Ingredients

jerky:

1 pound Lean bottom round or sirloin

2 Stalks fresh lemon grass

2 small Red chile peppers – seeded

2 1/2 tablespoons honey or agave nectar

1 tablespoon fish sauce

3 tablespoons soy sauce

salad:

1-2 firm green papaya

1 daikon radish

1 lotus root

1 carrot

2-3 tablespoons walnut or grape seed oil

2-3 tablespoons rice or palm vinegar (i also use lemon & lime)

2-3 teaspoons agave nectar or honey

Preparation

Cut the beef across the grain into very thin 3 by 3 inch slices. Using fresh lemon grass, discard the outer leaves. Cut into thin slices and finely chop. Combine the chiles and sugar in a processor or mortar and pestle and pound to a fine paste.
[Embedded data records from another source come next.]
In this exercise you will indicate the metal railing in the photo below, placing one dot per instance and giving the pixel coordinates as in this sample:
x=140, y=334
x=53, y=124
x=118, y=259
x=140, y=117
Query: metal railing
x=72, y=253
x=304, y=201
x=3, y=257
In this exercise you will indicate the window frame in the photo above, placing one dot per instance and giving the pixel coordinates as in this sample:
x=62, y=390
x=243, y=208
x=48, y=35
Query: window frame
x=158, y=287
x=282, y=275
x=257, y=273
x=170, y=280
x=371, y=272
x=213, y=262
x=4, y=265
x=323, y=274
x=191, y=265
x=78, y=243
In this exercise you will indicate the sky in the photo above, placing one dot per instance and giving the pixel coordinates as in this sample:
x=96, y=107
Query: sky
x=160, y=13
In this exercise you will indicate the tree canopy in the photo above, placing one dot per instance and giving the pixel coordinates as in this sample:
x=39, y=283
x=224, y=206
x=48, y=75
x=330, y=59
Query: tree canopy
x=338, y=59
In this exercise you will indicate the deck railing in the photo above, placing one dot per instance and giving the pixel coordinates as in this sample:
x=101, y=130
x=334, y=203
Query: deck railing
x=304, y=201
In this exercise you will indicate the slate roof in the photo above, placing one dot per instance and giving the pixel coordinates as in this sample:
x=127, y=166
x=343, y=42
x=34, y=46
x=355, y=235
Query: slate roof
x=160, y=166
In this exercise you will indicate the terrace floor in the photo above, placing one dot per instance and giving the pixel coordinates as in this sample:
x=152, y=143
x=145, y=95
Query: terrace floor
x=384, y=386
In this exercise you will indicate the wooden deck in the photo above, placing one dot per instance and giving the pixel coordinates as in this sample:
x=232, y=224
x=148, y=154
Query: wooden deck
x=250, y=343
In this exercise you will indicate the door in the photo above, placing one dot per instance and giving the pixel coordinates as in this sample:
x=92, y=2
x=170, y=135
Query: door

Add the chopped lemon grass, fish sauce and soy sauce and stir to blend. (use a processor if possible, to a very fine paste. Spread the paste over the beef pieces to coat both sides. Let marinate for about 45 minutes. Spread out each slice of marinated beef on a large, flat wire rack or baking sheet and bake in a preheated 400F oven - about 10 minutes.

salad prep: slice food on a mandolin using a Julienne blade.

toss with dressing mix. top with fine slices of jerky and serve with fresh mint or basil.